Simple Installation and Setup

Setup and commissioning is also many times easier because the need for false echo suppression is largely eliminated. The smart plics concept makes setup even easier (see box). And another feature makes the installation safe and reliable: the very narrow measuring beam allows Vegapuls 64 to be mounted on existing gauge sockets. This is interesting for all applications where the whole vessel has been approved by a pressure test and may no longer be changed.

Normally, a socket causes interfering signals. Not so with Vegapuls 64: its narrow measuring beam just goes right past the edges of the socket. Dismantling or changing the socket is therefore not necessary for reliable operation of the instrument. This makes things a lot easier for the oil/gas industry. There, it is now standard practice to install a ball valve between the tank and the measuring instrument, so that the instrument can be safely removed, just in case.
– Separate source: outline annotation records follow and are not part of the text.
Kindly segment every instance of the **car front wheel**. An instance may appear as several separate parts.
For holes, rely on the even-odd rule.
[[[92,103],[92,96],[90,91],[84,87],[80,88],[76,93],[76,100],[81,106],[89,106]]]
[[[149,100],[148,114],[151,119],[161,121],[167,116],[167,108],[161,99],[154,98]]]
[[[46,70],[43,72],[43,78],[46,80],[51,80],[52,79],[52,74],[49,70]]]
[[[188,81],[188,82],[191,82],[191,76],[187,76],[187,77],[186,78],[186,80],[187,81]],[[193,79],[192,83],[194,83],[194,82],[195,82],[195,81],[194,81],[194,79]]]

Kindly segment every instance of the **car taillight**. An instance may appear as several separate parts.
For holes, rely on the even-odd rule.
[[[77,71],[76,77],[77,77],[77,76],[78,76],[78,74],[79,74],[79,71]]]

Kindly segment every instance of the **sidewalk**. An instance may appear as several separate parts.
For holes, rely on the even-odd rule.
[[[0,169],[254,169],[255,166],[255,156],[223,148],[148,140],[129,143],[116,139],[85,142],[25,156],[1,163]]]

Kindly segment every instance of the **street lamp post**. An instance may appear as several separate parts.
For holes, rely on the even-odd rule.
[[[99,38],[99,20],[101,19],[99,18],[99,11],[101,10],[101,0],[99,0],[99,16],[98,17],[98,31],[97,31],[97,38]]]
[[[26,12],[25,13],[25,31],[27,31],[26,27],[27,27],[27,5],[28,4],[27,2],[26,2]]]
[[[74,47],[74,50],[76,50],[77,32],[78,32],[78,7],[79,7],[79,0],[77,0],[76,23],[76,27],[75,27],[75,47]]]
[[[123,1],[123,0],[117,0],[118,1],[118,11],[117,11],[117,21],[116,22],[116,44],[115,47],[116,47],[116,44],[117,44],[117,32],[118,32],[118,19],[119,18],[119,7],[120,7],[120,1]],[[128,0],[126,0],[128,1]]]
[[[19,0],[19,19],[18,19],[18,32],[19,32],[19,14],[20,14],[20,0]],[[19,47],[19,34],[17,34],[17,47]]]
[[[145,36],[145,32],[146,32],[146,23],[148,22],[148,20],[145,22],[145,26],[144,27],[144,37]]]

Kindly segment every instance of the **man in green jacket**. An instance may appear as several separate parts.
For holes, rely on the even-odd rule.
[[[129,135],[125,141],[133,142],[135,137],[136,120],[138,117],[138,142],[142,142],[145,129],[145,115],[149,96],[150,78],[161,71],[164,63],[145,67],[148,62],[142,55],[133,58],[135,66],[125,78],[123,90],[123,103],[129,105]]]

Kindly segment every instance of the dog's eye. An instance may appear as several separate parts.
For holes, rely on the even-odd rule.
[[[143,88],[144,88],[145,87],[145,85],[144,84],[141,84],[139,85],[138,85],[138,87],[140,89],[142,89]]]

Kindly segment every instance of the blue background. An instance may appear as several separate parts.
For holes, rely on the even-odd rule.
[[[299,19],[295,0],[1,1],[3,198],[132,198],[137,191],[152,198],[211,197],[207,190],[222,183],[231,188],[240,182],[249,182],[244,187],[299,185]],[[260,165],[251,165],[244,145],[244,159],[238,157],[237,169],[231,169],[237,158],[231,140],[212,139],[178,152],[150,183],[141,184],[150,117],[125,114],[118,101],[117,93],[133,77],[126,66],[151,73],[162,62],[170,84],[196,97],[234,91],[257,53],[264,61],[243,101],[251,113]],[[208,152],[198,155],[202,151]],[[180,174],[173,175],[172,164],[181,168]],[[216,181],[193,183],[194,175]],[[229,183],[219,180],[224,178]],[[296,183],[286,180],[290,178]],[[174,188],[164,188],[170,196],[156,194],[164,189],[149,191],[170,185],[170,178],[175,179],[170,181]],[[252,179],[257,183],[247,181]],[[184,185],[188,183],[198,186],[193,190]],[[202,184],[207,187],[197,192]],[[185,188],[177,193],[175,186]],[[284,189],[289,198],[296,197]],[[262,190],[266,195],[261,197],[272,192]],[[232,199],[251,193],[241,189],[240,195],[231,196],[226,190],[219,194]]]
This configuration is now also common in nylon production. The problem: ball valves used to cause strong interfering reflections — the new Vegapuls 64 avoids this, ensuring reliable measuring results. Vegapuls 64 comes with different antenna systems in different sizes. At the moment, the thread sizes on offer are ¾ inch (beam angle 14°), 1½ inch (7°), DN 50 (6°) and DN 80 (3°). For hygienic applications there are other process fittings available, e.g. those complying with 3A and EHEDG, where only PTFE serves as the wetted material. The smaller beam angle has other implications as well. “Thanks to the good focusing you can select a smaller antenna,” says Hengstler. The process fitting of the smallest antenna is no larger than a 1-euro coin.